Your personal data will be processed in a third country, i.e. the United States of America (USA). The transfer of data to the USA is based on the decision of the European Commission dated July 10, 2023, finding an adequate level of protection of personal data provided by the so-called “EU-US Data Privacy Framework” with respect to providers listed by the US Department of Commerce, such as Meta Platforms, Inc., Menlo Park, California, USA and Microsoft Corporation, One Microsoft Way Redmond, WA 98052-7329 USA.

9. Rights of personal data subjects

Data subjects have the right to:

a/ to access the content of personal data, including receiving a first copy of the content of personal data free of charge,

b/ to correct the data,

c/ the right to erasure of data, unless other legal provisions apply that oblige the data controller to archive data for a certain period of time,

d/ the right to data portability, insofar as the basis for data processing is a contract or the consent of the data subject, and data processing is carried out by automated means,

e/ to revoke consent to the processing of personal data – if the basis for such processing was the consent of the data subject. Revocation of consent shall not affect the compliance of the processing carried out before its withdrawal,

f/ to object to the processing of data – on grounds related to the particular situation to the processing of personal data concerning the data subject based on Article 6(1)(e) or (f) of the RODO, as well as the right to restrict processing,

g/ the right not to be subject to automated profiling if the controller would make decisions based solely on automated profiling and have legal consequences for or similarly affect the data subject,

h/ the right to control the processing of data and to be informed about who the data controller is, as well as to obtain information about the purpose, scope and manner of data processing, the content of the data, the source of the data, and the manner of sharing, including the recipients or categories of recipients of the data.

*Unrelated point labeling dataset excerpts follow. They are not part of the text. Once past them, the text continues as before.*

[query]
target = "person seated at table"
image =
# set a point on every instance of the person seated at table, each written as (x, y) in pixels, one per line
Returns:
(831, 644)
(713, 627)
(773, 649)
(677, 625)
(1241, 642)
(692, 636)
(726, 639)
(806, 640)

In order to exercise the right to information, access to the content of the data, correction of the data, as well as other rights, the Data Controller may be contacted.

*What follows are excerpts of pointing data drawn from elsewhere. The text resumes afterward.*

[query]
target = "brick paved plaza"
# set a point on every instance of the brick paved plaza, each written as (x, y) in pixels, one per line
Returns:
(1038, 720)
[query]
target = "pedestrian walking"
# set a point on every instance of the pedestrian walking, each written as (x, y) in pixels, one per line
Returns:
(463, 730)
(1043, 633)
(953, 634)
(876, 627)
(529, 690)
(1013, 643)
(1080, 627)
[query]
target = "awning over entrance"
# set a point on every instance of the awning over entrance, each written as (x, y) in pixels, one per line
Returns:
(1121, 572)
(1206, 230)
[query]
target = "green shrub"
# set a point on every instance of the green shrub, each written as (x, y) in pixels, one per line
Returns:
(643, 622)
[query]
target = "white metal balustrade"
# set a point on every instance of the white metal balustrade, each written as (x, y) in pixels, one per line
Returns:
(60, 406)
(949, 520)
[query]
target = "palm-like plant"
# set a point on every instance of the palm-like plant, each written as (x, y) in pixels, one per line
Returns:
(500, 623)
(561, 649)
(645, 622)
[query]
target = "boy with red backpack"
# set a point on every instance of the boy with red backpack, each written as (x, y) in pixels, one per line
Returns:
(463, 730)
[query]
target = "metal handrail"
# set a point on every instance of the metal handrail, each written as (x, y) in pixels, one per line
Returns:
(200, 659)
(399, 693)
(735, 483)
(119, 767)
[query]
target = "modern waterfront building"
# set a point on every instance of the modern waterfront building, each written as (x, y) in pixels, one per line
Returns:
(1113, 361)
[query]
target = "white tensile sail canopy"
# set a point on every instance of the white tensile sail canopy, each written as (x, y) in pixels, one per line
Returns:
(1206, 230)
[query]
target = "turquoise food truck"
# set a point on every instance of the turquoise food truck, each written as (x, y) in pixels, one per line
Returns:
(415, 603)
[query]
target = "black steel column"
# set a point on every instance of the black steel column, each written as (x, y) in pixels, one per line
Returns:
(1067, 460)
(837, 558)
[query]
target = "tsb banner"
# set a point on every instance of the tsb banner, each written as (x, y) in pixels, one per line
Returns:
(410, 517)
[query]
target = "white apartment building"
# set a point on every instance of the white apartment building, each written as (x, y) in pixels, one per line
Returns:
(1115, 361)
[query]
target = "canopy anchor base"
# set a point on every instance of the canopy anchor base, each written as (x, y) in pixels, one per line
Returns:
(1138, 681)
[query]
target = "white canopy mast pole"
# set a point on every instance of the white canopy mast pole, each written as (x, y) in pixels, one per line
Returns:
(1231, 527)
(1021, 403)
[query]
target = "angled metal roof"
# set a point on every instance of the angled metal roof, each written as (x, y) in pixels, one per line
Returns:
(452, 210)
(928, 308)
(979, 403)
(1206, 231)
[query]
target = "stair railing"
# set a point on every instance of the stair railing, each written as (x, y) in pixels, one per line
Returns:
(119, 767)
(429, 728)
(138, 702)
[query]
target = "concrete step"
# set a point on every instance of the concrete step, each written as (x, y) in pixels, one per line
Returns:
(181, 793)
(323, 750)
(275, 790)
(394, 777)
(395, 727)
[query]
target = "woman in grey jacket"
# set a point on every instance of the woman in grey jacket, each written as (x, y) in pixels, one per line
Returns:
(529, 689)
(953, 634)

The data subject also has the right to lodge a complaint with the Office for Personal Data Protection (OPA) if the processing of data violates the provisions of the General Data Protection Regulation (GDPR). The complaint may be filed electronically or by mail to: Office for Personal Data Protection, 2 Stawki Street, 00-193 Warsaw.

10. Final provisions

In the event of a change in the applicable privacy policy, particularly if required by the technical solutions used or changes in the law regarding the privacy of data subjects, appropriate modifications will be made to this Privacy Policy, which will be effective within 14 days of their publication on the Website.